JJ: At the end of the book, you say that you wrote this to empower other people. Do you think that Western medicine leaves people un-empowered?
WS: Yes, I do. It’s not the doctor’s fault, but it’s a really rough system that’s based on the idea that you’re broken and you need to get fixed. There isn’t room and there isn’t time for the doctor to get the holistic view with their patients; they have to fix the one problem that’s in front of them. But instead of blaming doctors or blaming patients, you have to take the responsibility. For me it was, this is the limitation of Western medicine, so what can I bring to it to help balance out the deficits?
JJ: At one point in the book, one of the healers you visit suggests that you talk to your body parts. The conversation you had with your liver was so funny. Are you still in regular contact with your organs?

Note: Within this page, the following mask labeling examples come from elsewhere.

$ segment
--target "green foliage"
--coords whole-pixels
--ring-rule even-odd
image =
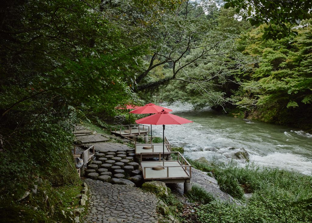
[[[199,202],[202,204],[208,204],[215,200],[211,193],[196,184],[192,185],[192,190],[185,195],[192,202]]]
[[[249,20],[251,25],[264,23],[269,25],[265,30],[264,39],[280,40],[290,35],[297,35],[298,32],[285,24],[298,25],[300,20],[311,18],[312,3],[309,1],[227,0],[226,2],[225,8],[236,8],[237,13],[241,9],[244,10],[243,18]]]
[[[193,164],[199,166],[196,162]],[[312,220],[310,176],[277,168],[260,168],[252,164],[243,167],[212,164],[202,165],[201,169],[206,171],[213,169],[219,185],[239,187],[246,193],[252,193],[252,196],[244,205],[216,200],[200,206],[188,216],[191,221],[251,223],[308,222]],[[230,179],[224,180],[223,176]],[[237,187],[233,187],[237,184]],[[220,187],[225,189],[221,185]]]
[[[254,109],[254,118],[310,128],[311,28],[275,41],[263,41],[265,28],[261,26],[238,41],[239,50],[259,61],[248,72],[235,75],[241,85],[233,100],[250,113]]]

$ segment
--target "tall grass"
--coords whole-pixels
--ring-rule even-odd
[[[203,222],[312,222],[312,177],[297,172],[250,164],[192,166],[213,173],[222,190],[244,200],[244,205],[215,201],[196,209],[192,217]],[[194,165],[195,164],[195,165]]]
[[[197,184],[193,184],[192,190],[185,195],[191,201],[198,202],[203,204],[208,204],[215,200],[211,193]]]

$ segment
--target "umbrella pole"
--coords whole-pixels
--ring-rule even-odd
[[[130,112],[130,109],[128,109],[128,111],[129,113]],[[130,113],[129,113],[129,130],[130,130]]]
[[[165,125],[163,125],[163,166],[165,166]]]

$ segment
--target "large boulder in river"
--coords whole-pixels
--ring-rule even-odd
[[[249,161],[249,154],[243,147],[237,148],[234,147],[229,147],[220,149],[217,152],[222,153],[227,158],[239,160]]]
[[[204,157],[202,157],[200,158],[197,159],[196,161],[198,162],[200,162],[201,163],[202,163],[206,165],[211,165],[211,163],[209,162],[209,161],[206,159],[206,158],[205,158]]]

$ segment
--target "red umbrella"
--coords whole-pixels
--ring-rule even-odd
[[[186,119],[170,114],[163,109],[160,112],[135,120],[138,124],[163,125],[163,166],[165,165],[165,125],[181,125],[193,122]]]
[[[167,109],[160,106],[156,105],[153,103],[149,103],[139,108],[129,112],[135,114],[154,114],[164,110],[167,112],[172,111],[172,109]],[[151,125],[151,141],[153,140],[153,134],[152,133],[152,125]]]
[[[139,106],[137,106],[136,105],[134,105],[133,104],[124,104],[123,106],[117,106],[115,108],[117,109],[128,109],[129,110],[129,111],[130,111],[130,109],[137,109],[138,108],[139,108]],[[130,115],[129,115],[129,125],[130,125]],[[130,128],[130,126],[129,126],[129,128]]]

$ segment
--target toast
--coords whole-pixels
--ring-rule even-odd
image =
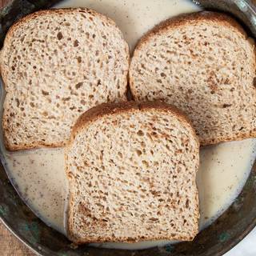
[[[138,44],[130,67],[137,101],[162,99],[185,112],[202,146],[256,137],[255,46],[232,18],[178,16]]]
[[[192,240],[198,151],[189,121],[166,103],[102,104],[83,114],[65,150],[69,238]]]
[[[48,10],[19,20],[0,60],[7,150],[62,146],[84,111],[126,100],[129,58],[116,24],[94,10]]]

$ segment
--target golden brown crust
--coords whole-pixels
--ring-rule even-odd
[[[137,56],[142,48],[143,48],[144,45],[147,43],[149,40],[152,38],[152,37],[155,35],[160,35],[165,33],[169,30],[173,30],[179,26],[197,24],[201,21],[209,21],[214,22],[217,24],[221,24],[222,26],[232,27],[233,29],[237,30],[238,33],[242,34],[246,38],[248,38],[246,31],[242,27],[242,26],[232,17],[218,12],[212,12],[212,11],[201,11],[192,14],[181,14],[174,18],[171,18],[168,20],[166,20],[160,24],[157,25],[154,28],[150,30],[147,34],[146,34],[138,42],[134,52],[134,56]],[[254,49],[254,53],[256,56],[256,49]],[[132,62],[133,58],[131,59]],[[138,100],[138,95],[136,95],[134,93],[135,85],[133,77],[130,75],[130,72],[129,72],[129,83],[132,95],[135,100]],[[201,146],[207,146],[207,145],[214,145],[225,142],[230,141],[239,141],[245,138],[255,138],[256,137],[256,130],[251,131],[247,134],[242,134],[238,137],[234,136],[230,138],[215,138],[213,140],[204,140],[200,142]]]
[[[134,238],[127,238],[127,239],[118,239],[115,238],[114,241],[113,238],[98,238],[95,237],[94,239],[86,239],[86,240],[72,240],[74,238],[69,238],[74,244],[76,245],[82,245],[85,243],[102,243],[102,242],[126,242],[126,243],[134,243],[134,242],[146,242],[146,241],[158,241],[158,240],[171,240],[171,241],[193,241],[195,236],[198,234],[198,232],[195,233],[193,237],[188,236],[175,236],[175,237],[158,237],[158,238],[143,238],[143,236],[138,236],[137,239]]]
[[[143,102],[130,101],[118,103],[102,103],[86,111],[79,117],[77,122],[73,127],[70,138],[71,142],[74,140],[74,137],[79,132],[79,130],[84,127],[84,126],[93,122],[94,120],[102,118],[105,115],[130,112],[130,110],[161,110],[163,111],[170,112],[171,114],[175,114],[178,119],[179,119],[181,122],[184,122],[188,124],[189,126],[190,126],[194,137],[198,139],[198,136],[195,134],[190,119],[188,119],[186,115],[175,106],[165,103],[163,101]]]
[[[162,101],[156,101],[156,102],[123,102],[119,103],[102,103],[97,106],[93,107],[92,109],[87,110],[84,114],[82,114],[80,118],[78,119],[76,124],[74,126],[70,143],[66,148],[66,151],[68,150],[69,147],[71,146],[75,136],[81,131],[81,130],[91,123],[92,122],[97,120],[98,118],[101,118],[106,115],[114,115],[118,114],[120,113],[128,113],[133,110],[138,110],[138,111],[144,111],[144,110],[160,110],[162,111],[169,112],[171,114],[174,114],[177,118],[183,122],[186,123],[188,127],[190,128],[192,134],[194,134],[194,138],[198,142],[198,147],[199,148],[199,140],[195,134],[195,131],[190,123],[190,121],[186,118],[186,116],[179,110],[178,110],[175,106],[170,106],[170,104],[165,103]],[[65,153],[66,156],[66,154]],[[66,175],[68,176],[69,170],[67,168],[66,169]],[[196,184],[194,185],[196,186]],[[72,194],[70,194],[70,198],[69,198],[70,204],[72,202]],[[195,195],[196,201],[198,202],[198,194]],[[198,230],[195,230],[194,237],[158,237],[158,238],[143,238],[141,237],[138,237],[137,239],[117,239],[115,238],[114,241],[113,238],[98,238],[95,237],[94,239],[79,239],[76,238],[70,230],[72,230],[72,218],[70,216],[72,215],[72,207],[69,204],[69,207],[67,210],[67,235],[69,238],[75,242],[76,244],[82,244],[82,243],[90,243],[90,242],[142,242],[142,241],[149,241],[149,240],[161,240],[161,239],[172,239],[172,240],[181,240],[181,241],[191,241],[194,239],[194,237],[198,234]],[[197,219],[199,219],[199,214],[197,216]]]
[[[247,37],[247,34],[242,26],[232,17],[222,13],[204,10],[178,15],[160,22],[139,40],[134,54],[136,54],[136,51],[141,50],[143,44],[147,42],[153,36],[162,34],[169,30],[175,29],[177,27],[197,24],[201,21],[214,22],[222,26],[234,28],[238,32],[241,33],[245,37]]]
[[[144,45],[147,43],[154,36],[161,35],[165,32],[176,29],[177,27],[183,26],[186,25],[190,26],[191,24],[197,24],[201,21],[215,22],[216,23],[222,24],[222,26],[234,28],[238,33],[241,33],[243,36],[247,38],[247,34],[241,26],[241,25],[234,20],[232,17],[218,12],[213,11],[199,11],[191,14],[185,14],[170,18],[166,21],[162,22],[158,25],[155,26],[151,30],[146,33],[137,44],[134,56],[136,57],[139,51],[143,48]],[[134,57],[133,56],[133,57]],[[133,58],[131,58],[131,62]],[[138,97],[135,92],[134,81],[133,77],[129,72],[129,83],[132,95],[135,100],[138,100]]]
[[[116,25],[116,23],[110,18],[99,14],[96,11],[94,11],[94,10],[91,9],[88,9],[88,8],[63,8],[63,9],[50,9],[50,10],[39,10],[34,13],[32,13],[27,16],[25,16],[23,18],[22,18],[21,19],[19,19],[18,21],[17,21],[8,30],[5,41],[4,41],[4,45],[3,47],[0,52],[0,74],[3,81],[3,86],[4,88],[6,88],[6,85],[8,83],[7,78],[6,78],[6,66],[5,66],[5,65],[3,65],[2,62],[2,53],[5,50],[5,48],[6,47],[6,46],[8,46],[10,40],[11,39],[13,34],[14,33],[15,30],[19,27],[20,26],[22,26],[23,23],[26,23],[28,21],[32,20],[34,18],[36,18],[37,17],[42,16],[42,15],[46,15],[46,14],[66,14],[67,13],[74,13],[74,11],[77,12],[86,12],[86,13],[89,13],[94,16],[98,16],[100,17],[101,19],[102,19],[103,21],[105,21],[106,22],[108,22],[110,25],[113,26],[114,27],[115,27],[118,31],[120,31],[120,34],[122,34],[122,39],[123,39],[123,42],[126,44],[126,56],[127,56],[127,62],[130,63],[130,50],[129,50],[129,46],[127,44],[127,42],[124,40],[123,35],[120,30],[120,29],[118,27],[118,26]],[[129,65],[127,66],[127,70],[124,70],[124,71],[128,71],[129,70]],[[120,83],[123,83],[126,85],[126,92],[124,94],[124,97],[126,98],[126,93],[127,93],[127,79],[128,79],[128,72],[127,72],[127,77],[125,78],[124,81],[121,81]],[[7,92],[8,93],[8,92]],[[2,127],[4,128],[6,126],[4,125],[5,121],[2,119]],[[3,129],[3,133],[4,133],[4,130]],[[29,149],[36,149],[36,148],[39,148],[39,147],[62,147],[64,146],[66,144],[67,142],[63,142],[62,143],[58,143],[58,144],[52,144],[52,143],[46,143],[44,142],[32,142],[32,143],[27,143],[27,144],[19,144],[19,145],[14,145],[9,142],[5,133],[4,133],[4,143],[6,146],[6,148],[7,150],[11,150],[11,151],[17,151],[17,150],[29,150]]]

WS: Yes, I like the idea [of giving] each of these organs a personality. I was joking around with her, but once that organ had a personality, it was hard not to think about it, and it was actually kind of a good format for me to give me body a little credit. I still think it’s kind of silly, but when I get a good test back, I still say, “Thank you, liver, I really appreciate it.” It’s a way of personalizing my relationship with my body.